Les gens qui connaissent bien la culture kanak, ils disent que d'abord on sent les choses. Et après on explique. (…) Alors nous on est arrivé là, on a commencé par sentir les choses. Et je pense pas que j'ai lu de notice désolé (rire), mais c'est presque volontaire. Parce qu'on a été gagné par la magie, nous on s'est dit « à la limite on en a pas besoin ». (Thierry Folcher, entretien, annexe 11)

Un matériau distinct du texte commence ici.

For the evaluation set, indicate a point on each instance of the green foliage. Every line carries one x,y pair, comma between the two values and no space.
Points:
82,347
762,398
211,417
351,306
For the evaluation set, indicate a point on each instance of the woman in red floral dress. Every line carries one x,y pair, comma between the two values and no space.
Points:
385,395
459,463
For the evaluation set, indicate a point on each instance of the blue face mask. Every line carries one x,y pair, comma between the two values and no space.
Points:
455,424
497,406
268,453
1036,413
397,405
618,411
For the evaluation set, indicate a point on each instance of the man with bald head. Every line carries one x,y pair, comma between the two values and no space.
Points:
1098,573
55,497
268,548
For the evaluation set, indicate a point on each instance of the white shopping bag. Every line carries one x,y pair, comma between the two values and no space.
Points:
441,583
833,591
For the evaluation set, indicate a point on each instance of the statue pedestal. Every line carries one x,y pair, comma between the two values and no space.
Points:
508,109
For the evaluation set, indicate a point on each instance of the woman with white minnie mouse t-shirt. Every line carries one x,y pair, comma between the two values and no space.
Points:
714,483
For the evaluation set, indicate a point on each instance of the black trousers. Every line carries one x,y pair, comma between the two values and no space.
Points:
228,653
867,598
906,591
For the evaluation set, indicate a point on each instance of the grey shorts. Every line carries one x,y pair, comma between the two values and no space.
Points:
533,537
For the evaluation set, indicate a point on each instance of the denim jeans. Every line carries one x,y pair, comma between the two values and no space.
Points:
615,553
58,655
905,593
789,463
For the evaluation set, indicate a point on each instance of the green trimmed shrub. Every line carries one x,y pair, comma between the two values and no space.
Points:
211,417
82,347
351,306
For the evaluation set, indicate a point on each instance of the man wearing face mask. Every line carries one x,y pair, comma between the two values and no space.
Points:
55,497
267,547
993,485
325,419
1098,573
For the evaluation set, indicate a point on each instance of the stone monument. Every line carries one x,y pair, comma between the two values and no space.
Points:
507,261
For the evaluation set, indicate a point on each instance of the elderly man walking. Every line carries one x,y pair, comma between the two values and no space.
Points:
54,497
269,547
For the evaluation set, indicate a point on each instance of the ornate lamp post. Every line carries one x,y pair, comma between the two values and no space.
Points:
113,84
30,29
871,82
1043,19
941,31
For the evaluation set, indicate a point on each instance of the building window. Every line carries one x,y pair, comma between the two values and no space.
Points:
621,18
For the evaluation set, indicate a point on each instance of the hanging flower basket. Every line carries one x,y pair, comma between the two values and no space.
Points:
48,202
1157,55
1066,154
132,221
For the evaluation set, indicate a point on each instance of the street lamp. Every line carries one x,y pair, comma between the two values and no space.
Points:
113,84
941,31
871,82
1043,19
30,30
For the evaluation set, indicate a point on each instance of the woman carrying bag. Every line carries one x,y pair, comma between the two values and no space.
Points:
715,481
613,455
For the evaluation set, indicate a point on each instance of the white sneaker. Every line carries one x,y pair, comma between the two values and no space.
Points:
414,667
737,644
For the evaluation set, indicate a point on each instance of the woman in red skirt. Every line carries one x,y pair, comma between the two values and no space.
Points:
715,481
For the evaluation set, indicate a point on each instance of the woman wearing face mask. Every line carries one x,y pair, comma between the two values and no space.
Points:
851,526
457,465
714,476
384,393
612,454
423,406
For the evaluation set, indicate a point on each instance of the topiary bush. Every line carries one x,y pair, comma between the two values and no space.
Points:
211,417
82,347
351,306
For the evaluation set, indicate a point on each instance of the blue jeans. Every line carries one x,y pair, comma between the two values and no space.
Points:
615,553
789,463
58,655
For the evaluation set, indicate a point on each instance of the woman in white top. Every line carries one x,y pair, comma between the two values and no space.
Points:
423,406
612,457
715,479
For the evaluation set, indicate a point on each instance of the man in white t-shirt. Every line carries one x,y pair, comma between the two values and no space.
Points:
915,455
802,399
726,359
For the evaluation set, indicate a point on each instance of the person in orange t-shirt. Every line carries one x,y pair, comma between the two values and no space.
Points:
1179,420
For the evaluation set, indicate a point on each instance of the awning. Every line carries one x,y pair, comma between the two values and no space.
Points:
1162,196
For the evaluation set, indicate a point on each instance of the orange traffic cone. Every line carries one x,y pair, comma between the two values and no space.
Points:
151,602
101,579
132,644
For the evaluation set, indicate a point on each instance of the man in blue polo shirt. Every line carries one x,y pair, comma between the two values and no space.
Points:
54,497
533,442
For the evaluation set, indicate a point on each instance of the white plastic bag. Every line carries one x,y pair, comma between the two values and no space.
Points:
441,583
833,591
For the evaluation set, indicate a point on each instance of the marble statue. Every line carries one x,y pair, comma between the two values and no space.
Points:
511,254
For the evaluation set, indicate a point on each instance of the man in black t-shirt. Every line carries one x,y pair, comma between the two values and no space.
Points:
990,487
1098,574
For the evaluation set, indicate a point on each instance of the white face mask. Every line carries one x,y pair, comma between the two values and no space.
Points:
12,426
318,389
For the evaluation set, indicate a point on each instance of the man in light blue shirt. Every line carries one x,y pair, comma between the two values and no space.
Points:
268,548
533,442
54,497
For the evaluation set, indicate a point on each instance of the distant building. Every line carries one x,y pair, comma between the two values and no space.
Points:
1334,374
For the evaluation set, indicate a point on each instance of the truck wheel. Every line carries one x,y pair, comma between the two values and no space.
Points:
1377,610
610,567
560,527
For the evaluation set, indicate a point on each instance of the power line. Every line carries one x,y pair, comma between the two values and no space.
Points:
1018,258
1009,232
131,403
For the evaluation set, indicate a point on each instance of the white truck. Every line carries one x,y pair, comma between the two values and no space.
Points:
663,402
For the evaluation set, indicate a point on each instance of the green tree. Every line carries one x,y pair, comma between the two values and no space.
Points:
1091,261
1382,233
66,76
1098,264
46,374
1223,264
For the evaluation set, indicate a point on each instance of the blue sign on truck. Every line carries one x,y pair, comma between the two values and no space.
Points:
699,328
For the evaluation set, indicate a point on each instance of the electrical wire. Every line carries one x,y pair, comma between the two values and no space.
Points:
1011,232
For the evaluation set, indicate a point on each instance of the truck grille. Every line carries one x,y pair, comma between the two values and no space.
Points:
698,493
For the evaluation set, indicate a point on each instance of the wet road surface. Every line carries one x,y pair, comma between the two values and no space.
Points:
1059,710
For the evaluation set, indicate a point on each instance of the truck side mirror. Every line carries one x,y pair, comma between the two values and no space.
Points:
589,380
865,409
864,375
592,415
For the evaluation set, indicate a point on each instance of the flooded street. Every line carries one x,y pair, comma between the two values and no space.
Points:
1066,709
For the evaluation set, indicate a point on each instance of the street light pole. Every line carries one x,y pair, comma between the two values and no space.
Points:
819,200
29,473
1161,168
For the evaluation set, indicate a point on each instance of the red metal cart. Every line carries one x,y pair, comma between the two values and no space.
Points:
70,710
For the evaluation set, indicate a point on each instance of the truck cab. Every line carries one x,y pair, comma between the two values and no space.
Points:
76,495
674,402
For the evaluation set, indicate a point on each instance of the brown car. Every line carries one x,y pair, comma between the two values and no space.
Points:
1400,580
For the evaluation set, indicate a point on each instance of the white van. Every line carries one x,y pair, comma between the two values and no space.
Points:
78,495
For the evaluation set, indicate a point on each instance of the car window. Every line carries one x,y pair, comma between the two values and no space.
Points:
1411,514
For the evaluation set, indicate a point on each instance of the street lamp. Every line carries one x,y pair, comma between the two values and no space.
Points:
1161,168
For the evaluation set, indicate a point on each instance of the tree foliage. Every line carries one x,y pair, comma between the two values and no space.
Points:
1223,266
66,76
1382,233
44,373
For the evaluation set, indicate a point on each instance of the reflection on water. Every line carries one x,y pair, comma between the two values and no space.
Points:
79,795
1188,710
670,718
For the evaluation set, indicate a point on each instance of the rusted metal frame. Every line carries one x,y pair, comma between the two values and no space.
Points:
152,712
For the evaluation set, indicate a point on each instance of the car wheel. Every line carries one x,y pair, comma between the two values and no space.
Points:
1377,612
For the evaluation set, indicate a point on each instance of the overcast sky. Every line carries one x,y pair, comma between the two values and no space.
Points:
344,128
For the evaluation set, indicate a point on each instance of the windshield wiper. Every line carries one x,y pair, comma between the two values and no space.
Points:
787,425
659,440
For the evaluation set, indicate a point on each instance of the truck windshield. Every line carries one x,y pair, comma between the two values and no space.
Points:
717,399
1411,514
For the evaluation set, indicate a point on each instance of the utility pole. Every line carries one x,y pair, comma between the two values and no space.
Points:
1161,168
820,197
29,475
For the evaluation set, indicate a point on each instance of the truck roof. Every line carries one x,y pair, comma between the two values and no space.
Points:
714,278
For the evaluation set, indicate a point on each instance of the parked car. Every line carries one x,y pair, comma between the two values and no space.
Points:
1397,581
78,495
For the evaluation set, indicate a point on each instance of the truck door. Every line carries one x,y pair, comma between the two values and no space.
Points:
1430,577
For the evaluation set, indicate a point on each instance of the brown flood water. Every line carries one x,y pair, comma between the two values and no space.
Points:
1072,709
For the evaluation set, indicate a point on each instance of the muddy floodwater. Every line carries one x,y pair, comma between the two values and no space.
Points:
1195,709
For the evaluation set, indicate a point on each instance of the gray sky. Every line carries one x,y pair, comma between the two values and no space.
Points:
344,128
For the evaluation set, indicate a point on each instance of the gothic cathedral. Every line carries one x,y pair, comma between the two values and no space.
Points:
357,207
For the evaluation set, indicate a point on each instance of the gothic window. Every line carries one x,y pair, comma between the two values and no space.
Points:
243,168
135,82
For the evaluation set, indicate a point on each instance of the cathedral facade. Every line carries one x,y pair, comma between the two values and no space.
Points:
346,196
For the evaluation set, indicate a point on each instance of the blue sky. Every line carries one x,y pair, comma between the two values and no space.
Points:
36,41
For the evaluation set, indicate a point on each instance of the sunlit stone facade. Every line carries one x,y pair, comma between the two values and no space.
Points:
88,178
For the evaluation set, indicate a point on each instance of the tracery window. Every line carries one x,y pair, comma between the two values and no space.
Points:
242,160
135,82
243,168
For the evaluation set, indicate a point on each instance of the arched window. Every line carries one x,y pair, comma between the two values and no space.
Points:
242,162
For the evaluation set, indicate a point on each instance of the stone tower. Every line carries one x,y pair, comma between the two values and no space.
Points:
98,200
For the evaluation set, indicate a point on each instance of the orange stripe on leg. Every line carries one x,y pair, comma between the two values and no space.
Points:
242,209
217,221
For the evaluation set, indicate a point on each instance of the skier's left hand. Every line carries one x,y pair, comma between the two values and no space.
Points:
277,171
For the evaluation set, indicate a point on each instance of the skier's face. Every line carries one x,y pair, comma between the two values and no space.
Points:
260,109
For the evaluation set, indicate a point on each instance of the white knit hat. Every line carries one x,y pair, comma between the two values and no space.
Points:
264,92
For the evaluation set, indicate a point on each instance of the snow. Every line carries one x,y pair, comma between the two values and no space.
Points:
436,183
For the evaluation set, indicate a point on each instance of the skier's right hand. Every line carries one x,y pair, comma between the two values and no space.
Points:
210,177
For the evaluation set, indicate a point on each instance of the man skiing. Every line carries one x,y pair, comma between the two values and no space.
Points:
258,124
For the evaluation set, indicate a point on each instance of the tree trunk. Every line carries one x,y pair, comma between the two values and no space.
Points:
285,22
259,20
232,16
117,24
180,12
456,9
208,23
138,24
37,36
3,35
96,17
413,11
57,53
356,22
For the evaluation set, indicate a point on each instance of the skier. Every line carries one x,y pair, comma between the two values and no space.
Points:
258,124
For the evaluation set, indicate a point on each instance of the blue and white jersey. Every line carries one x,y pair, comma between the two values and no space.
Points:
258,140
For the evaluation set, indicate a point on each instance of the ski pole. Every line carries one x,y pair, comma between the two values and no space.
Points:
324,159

Nous sommes donc ici sur un mode de compréhension émotionnelle. Les éléments, leurs configurations et connotations pour le visiteur, évoquent et participent à créer un ressenti, une

atmosphère particulière. Le public peut ne pas traduire intellectuellement les composantes symboliques, mais être transporté par ce qu’il voit. Les contrastes, la présence des différents éléments (eau, végétal, minéral) et les objets variés, stimulent les sens et l’imagination. Rappelons que n’étant pas a priori dans un lieu dédié à l’exposition, les usagers ne se considèrent pas comme visiteurs d’exposition et peuvent donc avoir différentes conceptions du statut de cette installation. La dimension esthétique et affective est alors fondamentale pour l’interpeller et l’amener à s’approprier le lieu et ce qu’il véhicule. De plus, selon Thierry Folcher, les visiteurs calédoniens seraient particulièrement sensibles à la dimension esthétique de leur environnement :

La beauté, la beauté c'est un élément très important chez nous. Les gens sont sensibles à la beauté. On vit dans un pays qui est tellement beau. (…) On retrouve dans la Maison de la Nouvelle-Calédonie la poésie, mais la poésie de la nature. Ce n'est pas une poésie fabriquée par les hommes mais c'est une poésie de la nature. Quand tu marches, et cet aquarium, la mer, c'est une féerie... Je dirais féerique, magique, tu en prends plein les yeux et tu es transporté.(Thierry Folcher, entretien, annexe 11)

La voie esthétique serait donc le chemin privilégié emprunté par les scénographes pour traduire une réalité de l’archipel, tout en créant un dispositif à son image.